Question

A tank holds a 1.44-m thick layer of oil that floats on a 0.98-m thick layer of brine. Both liquids are clear and do not intermix. Point O is at the bottom of the tank, on a vertical axis. The indices of refraction of the oil and the brine are 1.40 and 1.52, respectively. A ray originating at O crosses the brine-oil interface at a point 0.7 m from the axis. The ray continues and emerges into the air above the oil.

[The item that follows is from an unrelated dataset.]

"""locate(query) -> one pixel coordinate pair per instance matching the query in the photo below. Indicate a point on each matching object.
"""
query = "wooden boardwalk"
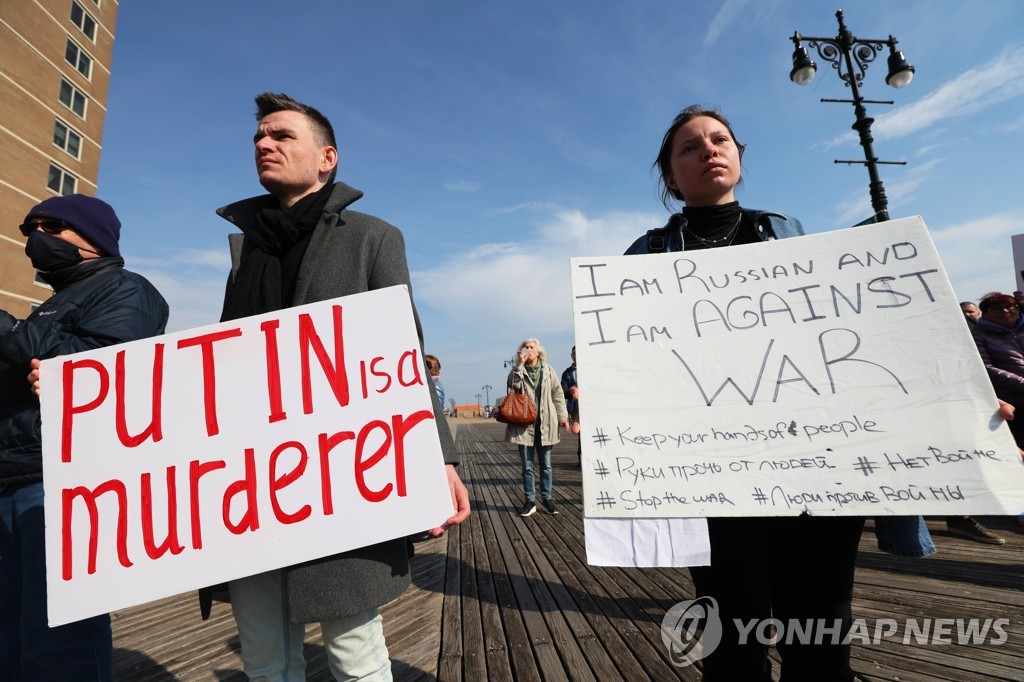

What is the angle that the ray in the air makes with the vertical axis

Answer 1

Answer:

Angle of ray makes with the vertical is 62.1 degree

Explanation:

As per the ray diagram we know that the angle of incidence on oil brine interface will be given as

$tan\theta_i = \frac{0.7}{0.98}$

$\theta_i = 35.5^0$

now by Snell'a law at that interface we have

$\mu_1 sin\theta_i = \mu_2 sin \theta_r$

now we will have

$1.52 sin35.5 = 1.40 sin\theta_r$

$\theta_r = 39.12^0$

now this is the angle of incidence for oil air interface

so now again by Snell's law we will have

$\mu_2 sin\theta_i' = \mu_{air} sin\theta$

$1.40 sin39.12 = 1 sin\theta$

$\theta = 62.1^0$